Завибрировала тяжелая дверь. Снова хлестнула короткая команда, резкая как удар бичом. И я ступил за порог, в неизвестность.
Неизвестность ударила теплым запахом человеческого пота, ношенных носков и застарелым дымом сигарет. Вонзился взгляд пяти пар глаз, словно лазерные прицелы сошлись на моей фигуре. За столом оборвался разговор мужчин. Обыкновенных людей — такие ходят по улицам, копаются в машинах, жарят на природе шашлыки. Вовсе не те выразительные типы телевизионных криминальных боевиков. На столешнице поблескивают побитыми боками алюминиевые кружки, поодаль валяются конфетные обертки.
Тусклая лампочка освещала восемь кроватей у стен. Они поставлены в два яруса, как в поездном «плацкарте», и на каждой лежал свой «пассажир». Камера больше напоминала кладовку, чем место для содержания людей.
— Принимайте соседа! — за спиной хлопнула дверь, заскрежетал ключ в скважине.
Люди за столом настороженно осматривали меня. Я тоже молчал. Пауза продолжалась полминуты. На верхней кровати, что была ближе к окну, сел улыбающийся человек, вниз свесились босые ноги с выколотыми неразборчивыми надписями.
— А кто у нас тут нарисовался? Какой славный мальчуган! Хоть и покоцанный, зато живой. Ты согласен с тем, что надо отвечать добром на добро? — севший человек блеснул масляными глазками.
Я молчал, не зная, что отвечать. Люди осматривали, прощупывали, исследовали реакцию. Я в ответ смотрел на них.
— Чё губы зажал? Или тебе честным сидельцам ответить заподло? Так может ты и на добро дерьмом кидаешь? Или грех какой за собой чуешь? Ты откройся, не держи в себе, иначе как полезет — не остановишь! А можешь и нас зацепить случаем, — посыпалась скороговоркой речь, все громче звучал голос, привлекая внимание остальных.
С тощих подушек поднимались всклокоченные головы, помятые лица распухли ото сна. На меня смотрела вся камера. Я молчал, думая как ответить, чтобы потом не спросили ещё чего-нибудь. Неуверенность завладела мозгом, тысячи мыслей проносились за мгновение — ударить, поздороваться, улыбнуться, плюнуть?
Кто-то из знакомых отсидевших рассказывал о своем опыте, о кинутом под ноги полотенце, но сейчас ничего такого нет и в помине. Неосознанно дернулись желваки на щеках, заныла ушибленная челюсть.
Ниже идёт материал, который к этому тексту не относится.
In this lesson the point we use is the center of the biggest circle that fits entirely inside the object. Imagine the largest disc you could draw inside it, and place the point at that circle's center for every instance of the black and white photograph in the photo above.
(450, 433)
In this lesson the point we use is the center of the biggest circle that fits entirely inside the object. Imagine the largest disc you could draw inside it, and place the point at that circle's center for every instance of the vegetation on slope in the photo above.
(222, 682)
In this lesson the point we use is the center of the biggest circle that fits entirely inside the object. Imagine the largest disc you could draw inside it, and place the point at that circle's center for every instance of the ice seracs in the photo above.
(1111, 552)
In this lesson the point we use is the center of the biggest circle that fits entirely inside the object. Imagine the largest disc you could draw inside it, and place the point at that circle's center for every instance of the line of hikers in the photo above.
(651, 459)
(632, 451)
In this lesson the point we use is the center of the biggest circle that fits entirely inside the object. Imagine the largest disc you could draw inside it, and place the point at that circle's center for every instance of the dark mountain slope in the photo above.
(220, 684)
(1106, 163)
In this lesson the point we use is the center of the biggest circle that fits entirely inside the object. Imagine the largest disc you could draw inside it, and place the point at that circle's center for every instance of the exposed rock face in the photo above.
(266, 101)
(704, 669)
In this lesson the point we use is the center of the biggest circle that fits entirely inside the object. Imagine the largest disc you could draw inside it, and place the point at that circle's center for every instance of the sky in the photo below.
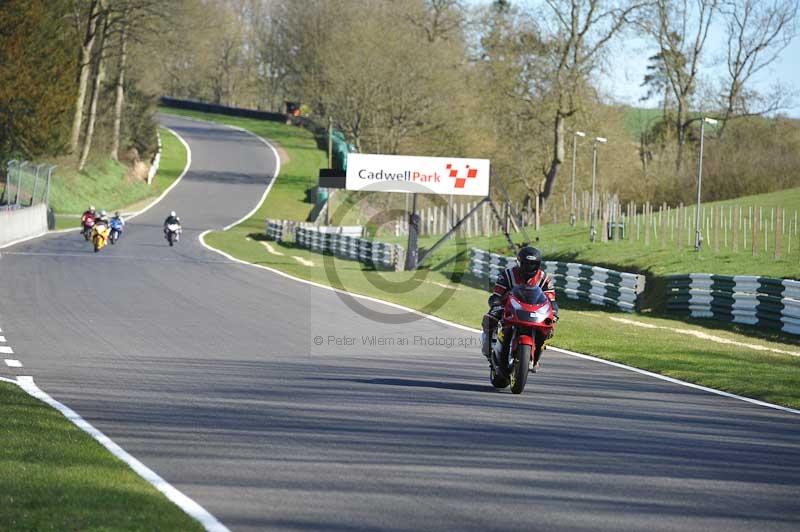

Лазерные прицелы ощупывали каждый сантиметр, оценивали каждое движение.
Человек спрыгнул с верхней кровати и подошел ко мне, слегка раскачиваясь при ходьбе, как моряк, что сошел на берег после долгого плавания.
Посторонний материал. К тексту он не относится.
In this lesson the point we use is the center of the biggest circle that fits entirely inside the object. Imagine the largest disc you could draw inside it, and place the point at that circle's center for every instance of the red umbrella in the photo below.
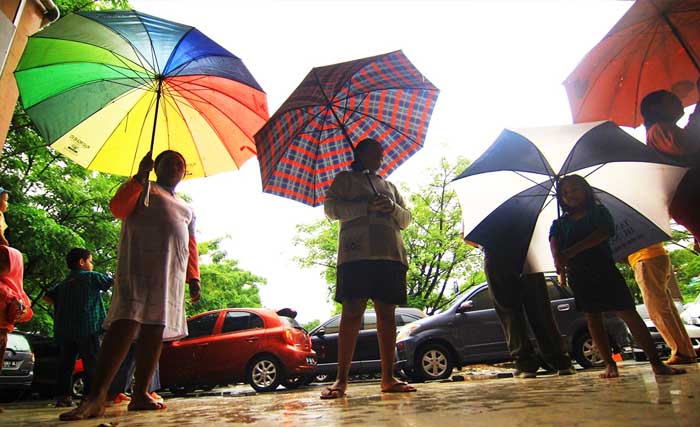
(312, 136)
(654, 46)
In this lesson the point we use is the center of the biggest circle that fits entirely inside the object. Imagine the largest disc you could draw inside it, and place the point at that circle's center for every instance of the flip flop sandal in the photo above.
(332, 393)
(400, 388)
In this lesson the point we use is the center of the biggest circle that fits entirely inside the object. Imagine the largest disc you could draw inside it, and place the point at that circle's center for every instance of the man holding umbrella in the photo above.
(519, 299)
— Чё молчишь? Или ты утка засланная, ушкарь зачморенный? Тогда расстилайся у параши, места хватит! Чё вылупился, пассажирка? — прокричал мне в лицо зачинщик разговора.
— Ослабь, Жмырь! Не видишь — первоходка прилип! — произнес человек, до этого скрывавшийся за шторкой.
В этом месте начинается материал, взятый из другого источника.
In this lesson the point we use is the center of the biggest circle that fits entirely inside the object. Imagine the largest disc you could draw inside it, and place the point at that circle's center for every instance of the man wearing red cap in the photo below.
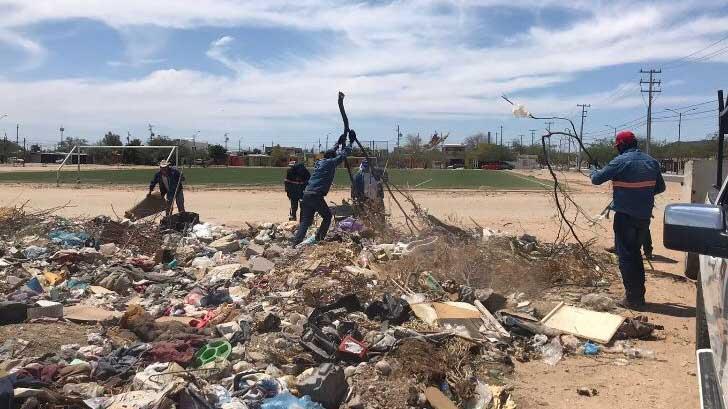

Он показался весь, разрисованный синим от шеи и до пояса. Из-под коротких шорт на свет выглядывали очередные наколки. Короткий ежик волос, лохматые брови, набрякшие мешки под колючими глазами, синева выбритых щек. Ему тут же протянули кружку, мужчина немного отпил.
— Представляться не учили? — он снова отхлебнул темно-коричневой жидкости.
— Александр Алешин, здравствуйте, — хоть что-то прояснилось.
— Садись за дубок, Александр Алешин, если ты греха за собой не чуешь. Не притащил за пазухой грязи? — взгляд острых глаз заставил поежиться, как от пробежавшего сквозняка.
— Нет, ничего такого серьезного, а что вы понимаете под словом «грех»? — я подошел к столу.